Babka

A few weeks ago I was catching up on some blog reading when I came across a post from my friend Pamela over at Cookies with Boys for this chocolate babka.  I’d never had babka before, and honestly, I wasn’t even sure what it was.  Luckily, a quick description was provided over at King Arthur Flour’s site (the recipe source), which explained that babka is a traditional eastern European bread often shaped in a twist and topped with streusel.  This recipe is a simplified version, a good place to start I think.  The pictures drew me in and a quick look at the recipe revealed that it involved sweet yeast dough and chocolate – count me in!  I think I managed to restrain myself for about one day before I jumped into the kitchen and got baking. 

Babka

This recipe is not difficult, but here’s my one warning – it’s time consuming, so I wouldn’t advise starting at 10 pm (thankfully I did not do that this time).  Most of the time is inactive – waiting for the dough to rise – so there’s not a lot of hands-on work to do.  I think it’s the perfect project for a lazy weekend day when you’re just going to be lounging around the house.  And the payoff is so worth the effort.  This bread is fantastic!  It’s incredibly tender and oh so rich and sweet.  There is cinnamon in both the dough and the filling, and while I didn’t think it was overwhelming, I could definitely detect it in the final product (I’m only telling you this as I know some people aren’t fans of the chocolate/cinnamon combo – I liked it).  The only changes I made to the recipe were to halve it and skip the nuts.  I’m already planning to make the babka again this weekend so Shane can try it.  I was house-sitting for his parents when I baked it the first time so he missed out on all the fun :)  

Babka

Chocolate Babka
from King Arthur Flour

(Note: There are step by step pictures over at King Arthur Flour’s site, which are better than anything I’d be able to whip up so head on over there if you’d like to check out the process.)

Dough
1 to 1 1/4 cups lukewarm water*
2 large eggs
6 1/4 cups (26 1/2 oz) all-purpose flour
1/3 cup (1 1/8 oz) nonfat dry milk
2 tablespoons instant yeast
1/2 teaspoon ground cinnamon
1/2 cup (3 1/2 oz) sugar
2 1/2 teaspoons salt
10 tablespoons (5 oz) unsalted butter, at room temperature
1 tablespoon vanilla extract
(*Use the greater amount in winter or in a dry climate; the lesser amount in summer or a humid climate.)

Filling
1/2 cup (3 1/2 oz) sugar
1/2 teaspoon ground cinnamon
1/3 cup (1 oz) Dutch-process cocoa powder
1/2 teaspoon espresso powder
1/4 cup (2 oz) unsalted butter, melted
1 cup semisweet chocolate chips
1 cup diced pecans or walnuts, toasted if desired

Glaze
1 large egg beaten with a pinch of salt until well-combined

In the bowl of a stand mixer fitted with the paddle attachment, combine all of the dough ingredients, mixing just until everything is moistened.  Cover the bowl with plastic wrap, and let the dough rest for 20 minutes.  Then switch to the dough hook and knead the dough until it is soft and smooth, about 7 minutes.  The dough may still be slightly tacky. 
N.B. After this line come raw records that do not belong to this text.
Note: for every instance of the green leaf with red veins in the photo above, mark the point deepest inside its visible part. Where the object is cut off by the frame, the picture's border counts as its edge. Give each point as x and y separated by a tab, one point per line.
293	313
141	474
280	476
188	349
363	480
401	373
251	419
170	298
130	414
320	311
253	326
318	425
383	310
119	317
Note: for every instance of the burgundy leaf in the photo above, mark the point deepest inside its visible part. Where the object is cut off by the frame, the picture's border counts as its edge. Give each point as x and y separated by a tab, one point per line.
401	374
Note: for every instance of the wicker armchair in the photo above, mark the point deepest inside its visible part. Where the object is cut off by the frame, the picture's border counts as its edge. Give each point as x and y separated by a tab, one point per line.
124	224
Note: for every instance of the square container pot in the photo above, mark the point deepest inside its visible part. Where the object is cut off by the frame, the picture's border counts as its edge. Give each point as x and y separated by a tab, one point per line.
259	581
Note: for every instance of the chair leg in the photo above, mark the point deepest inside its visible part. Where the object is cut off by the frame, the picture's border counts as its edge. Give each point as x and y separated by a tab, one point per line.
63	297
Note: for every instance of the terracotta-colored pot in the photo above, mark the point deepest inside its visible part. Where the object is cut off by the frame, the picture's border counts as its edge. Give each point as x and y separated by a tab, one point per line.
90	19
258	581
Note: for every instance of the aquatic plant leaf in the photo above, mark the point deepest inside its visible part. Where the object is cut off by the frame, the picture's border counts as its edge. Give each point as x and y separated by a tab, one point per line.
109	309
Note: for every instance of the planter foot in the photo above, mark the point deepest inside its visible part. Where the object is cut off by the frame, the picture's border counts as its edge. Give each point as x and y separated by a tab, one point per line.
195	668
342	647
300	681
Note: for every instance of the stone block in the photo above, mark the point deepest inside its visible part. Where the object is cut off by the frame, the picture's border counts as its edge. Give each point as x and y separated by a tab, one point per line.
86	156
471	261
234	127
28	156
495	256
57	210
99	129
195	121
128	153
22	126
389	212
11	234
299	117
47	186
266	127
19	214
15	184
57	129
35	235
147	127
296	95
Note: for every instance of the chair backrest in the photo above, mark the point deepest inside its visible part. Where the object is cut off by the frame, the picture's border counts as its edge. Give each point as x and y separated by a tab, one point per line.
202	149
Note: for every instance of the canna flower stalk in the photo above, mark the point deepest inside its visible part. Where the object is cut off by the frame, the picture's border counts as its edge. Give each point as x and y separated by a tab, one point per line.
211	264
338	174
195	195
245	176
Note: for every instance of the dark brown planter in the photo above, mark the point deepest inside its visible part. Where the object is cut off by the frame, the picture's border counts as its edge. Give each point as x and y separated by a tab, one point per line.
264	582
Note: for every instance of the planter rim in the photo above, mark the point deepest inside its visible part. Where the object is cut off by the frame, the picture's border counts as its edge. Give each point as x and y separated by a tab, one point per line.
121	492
Cover the bowl with plastic wrap and let the dough rise until doubled in size, about 1 to 1 1/2 hours.

Gently deflate the dough, and divide it in half.  Set the pieces aside, covered, while you make the filling.

To make the filling: Combine the sugar, cinnamon, cocoa, and espresso.  Stir in the melted butter.  The mixture will look grainy and oily.

Shape each half of the dough into a 9 x 18, 1/4-thick rectangle.  Spread half of the filling over each rectangular piece of dough, leaving about a one inch border on all sides.  Scatter half of the chocolate chips and nuts over each piece of dough.  Starting with a short end, roll each piece of dough gently into a log, sealing the seam and ends. Place each log into a lightly greased 9″ x 5″ loaf pan.

Tent each pan with plastic wrap, and let the loaves rise until they’re very puffy and have crowned about one inch over the rim of the pan, 2 to 2 1/2 hours.  Toward the end of the rising time preheat oven to 300 F.  

Just before baking, brush each loaf with the egg glaze; pop any air bubbles with a toothpick. Then, cut a deep vertical slash the length of each loaf, cutting through at least 3 layers.  Bake the bread for 35 minutes then tent lightly with foil, and bake for an additional 15 to 25 minutes (for a total of 50 to 60 minutes); the loaves should be a deep-golden brown.  You can verify the loaves are baked through by using an instant-read thermometer to check the temperature in the center of the loaves – it should be at least 190 F.

Remove the loaves from the oven, and immediately loosen the edges with a heatproof spatula or table knife. Let the loaves cool for 10 minutes, then turn them out of the pans onto a rack to cool completely.